Anggota DPR Dorong Pemerintah Segera Revisi PP 77 dan UU Pertambangan
Revisi PP itu akan dapat memberikan kepastian hukum dan operasi bisnis bagi seluruh perusahaan tambang di Indonesia.
Penulis: Srihandriatmo Malau
Editor: Eko Sutriyanto
Laporan Wartawan Tribunnews.com, Srihandriatmo Malau
TRIBUNNEWS.COM, JAKARTA - Pemerintah diminta segera melakukan revisi Peraturan Pemerintah (PP) Nomor 77 Tahun 2014 tentang Kegiatan Usaha Pertambangan Mineral dan Batubara.
Yang mana dalam PP tersebut, menyatakan perpanjangan izin operasi tambang baru bisa dilakukan dua tahun menjelang kontrak habis.
"Di luar itu tak memenuhi kaidah investasi, waktu dua tahun terlalu singkat. Terlepas nanti diberikan atau tidak, sebaiknya izin operasi tambang itu idealnya 10 tahun menjelang kontrak habis," tegas anggota Komisi VII DPR Nasyirul Falah Amru, kepada Tribun, Kamis (11/2/2016).
Falah jelaskan, revisi PP itu akan dapat memberikan kepastian hukum dan operasi bisnis bagi seluruh perusahaan tambang di Indonesia.
"Jadi sebelum bicara smelter Freeport dan ekspor konsentrat alangkah baiknya dilakukan revisi PP 77 Tahun 2014 dan revisi UU Minerba," kata dia.
Apalagi, revisi UU Minerba ini masuk prolegnas 2016," jelas Politisi PDIP itu.
Lebih lanjut Politikus PDIP itu katakan, adapun tujuan utama revisi PP 77 tahun 2014 dan revisi UU Minerba tidak lain adalah untuk kepentingan bangsa dan negara.
Selain menjamin kepastian hukum investasi sektor pertambangan nasional, penguatan peran dan hak negara harus menjadi perioritas.
Menurutnya, pendapatan negara dari sektor pertambangan yang saat ini masih kecil ke depannya bisa lebih besar, dengan revisi itu.

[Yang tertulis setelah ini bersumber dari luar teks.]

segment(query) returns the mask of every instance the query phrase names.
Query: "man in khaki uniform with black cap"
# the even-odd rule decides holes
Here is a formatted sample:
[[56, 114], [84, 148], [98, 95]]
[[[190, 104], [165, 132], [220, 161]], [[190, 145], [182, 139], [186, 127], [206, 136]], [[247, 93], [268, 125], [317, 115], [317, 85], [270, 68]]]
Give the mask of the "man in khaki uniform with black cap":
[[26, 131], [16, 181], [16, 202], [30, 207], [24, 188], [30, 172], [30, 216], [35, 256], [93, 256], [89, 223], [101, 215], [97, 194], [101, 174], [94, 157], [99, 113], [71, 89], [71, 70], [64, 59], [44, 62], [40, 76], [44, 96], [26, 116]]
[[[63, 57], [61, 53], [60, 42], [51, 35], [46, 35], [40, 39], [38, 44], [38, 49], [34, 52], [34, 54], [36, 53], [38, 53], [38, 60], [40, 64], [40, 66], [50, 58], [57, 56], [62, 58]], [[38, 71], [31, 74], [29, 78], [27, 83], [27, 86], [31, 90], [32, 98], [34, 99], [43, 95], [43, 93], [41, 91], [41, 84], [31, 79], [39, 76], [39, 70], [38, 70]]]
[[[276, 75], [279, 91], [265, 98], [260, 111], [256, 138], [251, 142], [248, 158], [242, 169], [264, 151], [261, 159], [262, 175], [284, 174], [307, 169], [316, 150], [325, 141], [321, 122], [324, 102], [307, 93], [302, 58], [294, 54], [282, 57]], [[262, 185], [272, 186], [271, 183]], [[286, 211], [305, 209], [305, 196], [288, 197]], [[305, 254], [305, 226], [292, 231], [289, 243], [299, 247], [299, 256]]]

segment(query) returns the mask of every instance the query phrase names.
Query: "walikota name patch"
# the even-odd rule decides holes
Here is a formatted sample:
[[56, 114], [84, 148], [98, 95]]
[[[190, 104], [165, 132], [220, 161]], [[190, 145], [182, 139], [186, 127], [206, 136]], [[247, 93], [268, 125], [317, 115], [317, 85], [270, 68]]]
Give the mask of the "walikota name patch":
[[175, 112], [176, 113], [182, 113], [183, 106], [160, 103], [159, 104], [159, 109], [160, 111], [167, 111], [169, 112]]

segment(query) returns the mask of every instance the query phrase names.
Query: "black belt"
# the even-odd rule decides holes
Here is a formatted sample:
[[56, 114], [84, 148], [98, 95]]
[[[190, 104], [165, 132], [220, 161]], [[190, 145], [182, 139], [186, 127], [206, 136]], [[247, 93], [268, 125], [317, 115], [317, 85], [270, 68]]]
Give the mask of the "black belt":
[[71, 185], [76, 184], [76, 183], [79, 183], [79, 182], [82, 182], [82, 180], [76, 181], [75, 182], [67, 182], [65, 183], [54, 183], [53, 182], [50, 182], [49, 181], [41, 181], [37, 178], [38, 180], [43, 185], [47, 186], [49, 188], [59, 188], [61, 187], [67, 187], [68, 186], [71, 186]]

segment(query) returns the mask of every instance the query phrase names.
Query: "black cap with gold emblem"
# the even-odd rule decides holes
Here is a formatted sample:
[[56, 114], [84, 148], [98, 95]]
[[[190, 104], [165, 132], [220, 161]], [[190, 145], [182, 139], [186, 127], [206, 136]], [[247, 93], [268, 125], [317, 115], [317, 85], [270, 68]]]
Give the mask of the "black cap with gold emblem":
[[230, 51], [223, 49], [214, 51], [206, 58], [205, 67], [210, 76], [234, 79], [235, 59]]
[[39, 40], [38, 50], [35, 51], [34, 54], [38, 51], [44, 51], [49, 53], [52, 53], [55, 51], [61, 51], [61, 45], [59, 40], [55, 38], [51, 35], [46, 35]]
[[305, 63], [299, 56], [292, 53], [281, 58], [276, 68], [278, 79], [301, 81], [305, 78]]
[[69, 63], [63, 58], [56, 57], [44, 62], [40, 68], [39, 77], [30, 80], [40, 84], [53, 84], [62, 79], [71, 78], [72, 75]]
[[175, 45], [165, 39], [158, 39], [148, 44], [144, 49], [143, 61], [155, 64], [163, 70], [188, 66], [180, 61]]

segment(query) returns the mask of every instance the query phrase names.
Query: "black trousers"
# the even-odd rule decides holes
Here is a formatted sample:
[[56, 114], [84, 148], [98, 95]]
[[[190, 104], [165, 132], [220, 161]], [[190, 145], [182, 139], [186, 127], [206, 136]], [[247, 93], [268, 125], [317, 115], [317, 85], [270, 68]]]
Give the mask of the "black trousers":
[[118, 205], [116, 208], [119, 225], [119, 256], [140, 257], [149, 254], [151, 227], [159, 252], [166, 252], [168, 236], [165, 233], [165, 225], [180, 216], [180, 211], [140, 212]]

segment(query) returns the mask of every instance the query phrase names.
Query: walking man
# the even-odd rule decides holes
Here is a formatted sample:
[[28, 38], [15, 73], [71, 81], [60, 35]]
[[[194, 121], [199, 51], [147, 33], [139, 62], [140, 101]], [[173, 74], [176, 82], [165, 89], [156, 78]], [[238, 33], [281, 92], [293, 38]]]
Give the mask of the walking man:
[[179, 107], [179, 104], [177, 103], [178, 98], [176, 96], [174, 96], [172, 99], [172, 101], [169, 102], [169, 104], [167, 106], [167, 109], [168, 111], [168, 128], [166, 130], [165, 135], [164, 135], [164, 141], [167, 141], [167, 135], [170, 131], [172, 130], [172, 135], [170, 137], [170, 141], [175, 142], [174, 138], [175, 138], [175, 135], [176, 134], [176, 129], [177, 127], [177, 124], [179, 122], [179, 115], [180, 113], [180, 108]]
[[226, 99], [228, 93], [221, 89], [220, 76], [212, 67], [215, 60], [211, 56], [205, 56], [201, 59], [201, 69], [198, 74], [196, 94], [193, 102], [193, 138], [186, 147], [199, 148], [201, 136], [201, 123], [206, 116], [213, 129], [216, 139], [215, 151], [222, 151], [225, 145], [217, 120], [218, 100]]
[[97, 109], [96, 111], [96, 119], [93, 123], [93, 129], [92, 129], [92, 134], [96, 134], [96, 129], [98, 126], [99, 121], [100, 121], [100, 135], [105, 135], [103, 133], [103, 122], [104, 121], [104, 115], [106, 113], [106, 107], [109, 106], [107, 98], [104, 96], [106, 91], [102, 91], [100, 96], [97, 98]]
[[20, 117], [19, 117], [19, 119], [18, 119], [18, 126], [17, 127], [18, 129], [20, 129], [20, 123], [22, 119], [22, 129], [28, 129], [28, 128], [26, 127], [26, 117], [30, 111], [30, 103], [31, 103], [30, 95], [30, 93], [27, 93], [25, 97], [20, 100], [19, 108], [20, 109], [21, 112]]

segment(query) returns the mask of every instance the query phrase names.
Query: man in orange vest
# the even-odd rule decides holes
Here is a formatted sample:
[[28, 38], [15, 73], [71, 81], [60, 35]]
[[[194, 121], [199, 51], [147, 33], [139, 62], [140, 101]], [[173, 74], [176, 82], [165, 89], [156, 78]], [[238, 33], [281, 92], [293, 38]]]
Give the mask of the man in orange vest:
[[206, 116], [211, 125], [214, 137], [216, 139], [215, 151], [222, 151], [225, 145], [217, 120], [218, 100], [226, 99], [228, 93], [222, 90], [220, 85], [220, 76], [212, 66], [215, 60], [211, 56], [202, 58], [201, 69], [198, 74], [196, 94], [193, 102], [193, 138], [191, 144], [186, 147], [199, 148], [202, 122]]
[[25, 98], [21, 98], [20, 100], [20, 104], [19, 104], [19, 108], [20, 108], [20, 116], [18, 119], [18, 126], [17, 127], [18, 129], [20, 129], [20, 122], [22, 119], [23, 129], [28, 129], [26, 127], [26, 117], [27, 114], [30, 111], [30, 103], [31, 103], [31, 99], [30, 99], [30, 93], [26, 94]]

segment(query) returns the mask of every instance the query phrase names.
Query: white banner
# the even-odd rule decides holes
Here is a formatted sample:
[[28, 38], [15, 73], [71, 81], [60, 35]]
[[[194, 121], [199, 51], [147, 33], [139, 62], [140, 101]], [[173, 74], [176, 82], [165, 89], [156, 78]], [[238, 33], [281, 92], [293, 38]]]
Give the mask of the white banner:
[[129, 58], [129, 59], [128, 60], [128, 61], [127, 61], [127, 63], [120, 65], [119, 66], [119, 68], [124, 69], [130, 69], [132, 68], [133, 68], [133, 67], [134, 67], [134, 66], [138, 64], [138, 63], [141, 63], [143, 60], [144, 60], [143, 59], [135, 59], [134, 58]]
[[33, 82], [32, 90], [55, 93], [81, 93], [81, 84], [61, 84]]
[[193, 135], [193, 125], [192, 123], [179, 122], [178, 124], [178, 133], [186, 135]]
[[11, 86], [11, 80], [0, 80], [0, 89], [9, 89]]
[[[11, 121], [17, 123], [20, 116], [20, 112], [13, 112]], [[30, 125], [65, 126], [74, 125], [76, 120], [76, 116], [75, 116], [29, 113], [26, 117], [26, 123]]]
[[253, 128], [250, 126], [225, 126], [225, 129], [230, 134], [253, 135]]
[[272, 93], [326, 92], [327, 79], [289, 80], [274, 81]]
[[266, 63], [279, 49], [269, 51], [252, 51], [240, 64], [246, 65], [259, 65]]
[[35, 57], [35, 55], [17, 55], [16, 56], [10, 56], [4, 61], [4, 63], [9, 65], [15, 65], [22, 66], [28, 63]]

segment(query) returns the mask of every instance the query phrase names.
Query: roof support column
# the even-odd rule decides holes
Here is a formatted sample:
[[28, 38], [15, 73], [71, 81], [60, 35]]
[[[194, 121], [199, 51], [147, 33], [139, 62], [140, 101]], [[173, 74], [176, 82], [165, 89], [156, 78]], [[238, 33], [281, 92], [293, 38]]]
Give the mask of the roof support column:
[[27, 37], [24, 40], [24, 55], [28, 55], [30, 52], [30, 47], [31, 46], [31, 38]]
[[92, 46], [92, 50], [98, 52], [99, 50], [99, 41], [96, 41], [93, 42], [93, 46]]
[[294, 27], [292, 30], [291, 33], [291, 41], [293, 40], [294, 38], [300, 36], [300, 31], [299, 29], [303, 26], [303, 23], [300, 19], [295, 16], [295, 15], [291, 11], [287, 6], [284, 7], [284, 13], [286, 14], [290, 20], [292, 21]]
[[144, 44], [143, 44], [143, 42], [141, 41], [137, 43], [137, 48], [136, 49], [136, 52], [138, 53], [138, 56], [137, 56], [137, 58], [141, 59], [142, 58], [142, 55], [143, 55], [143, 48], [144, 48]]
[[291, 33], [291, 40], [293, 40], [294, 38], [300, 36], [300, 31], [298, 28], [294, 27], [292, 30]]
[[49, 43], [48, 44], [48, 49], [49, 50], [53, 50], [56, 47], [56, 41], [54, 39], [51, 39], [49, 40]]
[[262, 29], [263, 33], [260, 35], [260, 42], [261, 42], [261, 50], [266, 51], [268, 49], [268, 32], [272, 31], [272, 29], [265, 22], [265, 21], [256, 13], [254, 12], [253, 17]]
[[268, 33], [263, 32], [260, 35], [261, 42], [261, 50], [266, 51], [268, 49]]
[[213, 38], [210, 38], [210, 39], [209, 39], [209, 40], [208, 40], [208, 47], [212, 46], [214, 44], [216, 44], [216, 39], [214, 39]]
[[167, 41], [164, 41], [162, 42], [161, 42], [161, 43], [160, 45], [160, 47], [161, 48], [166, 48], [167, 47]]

"Revisi UU Minerba sekarang masuk Prolegnas 2016 itu inisiattif DPR untuk memperkuat peran pemerintah sebagai kepanjangtanganan negara yang mengelola sumber daya alam berserta isinya dan memberikan kepastian hukum bagi investasi," jelasnya.
Menurut Ketua Bamusi PDIP itu, DPR serius dan siap membahas revisi UU Minerba ini dengan harapan selesai pada pertengahan tahun ini dan menjadi undang-undang.
Kata dia, UU di bidang energi dan pertambangan ini mempunyai arti yang sangat penting. Apalagi mengingat kebutuhan hukum di bidang energi dan pertambangan sangat mendesak dan mempengaruhi hajat hidup orang banyak.
Sebab, kata Falah, selama ini banyak kegiatan di bidang energi dan pertambangan terhambat karena kelemahan atau tidak adanya dasar hukum yang tepat.
"Akibatnya tidak ada kepastian hukum dalam kegiatan bidang energi dan pertambangan. Sampai sekarang smelter mau dibangun di Gresik, ijin reklamasi belum disediakan, lahan belum ada. Mau dibangun di Papua atau Gresik, lebih baik revisi ini segera diselesaikan," tandasnya.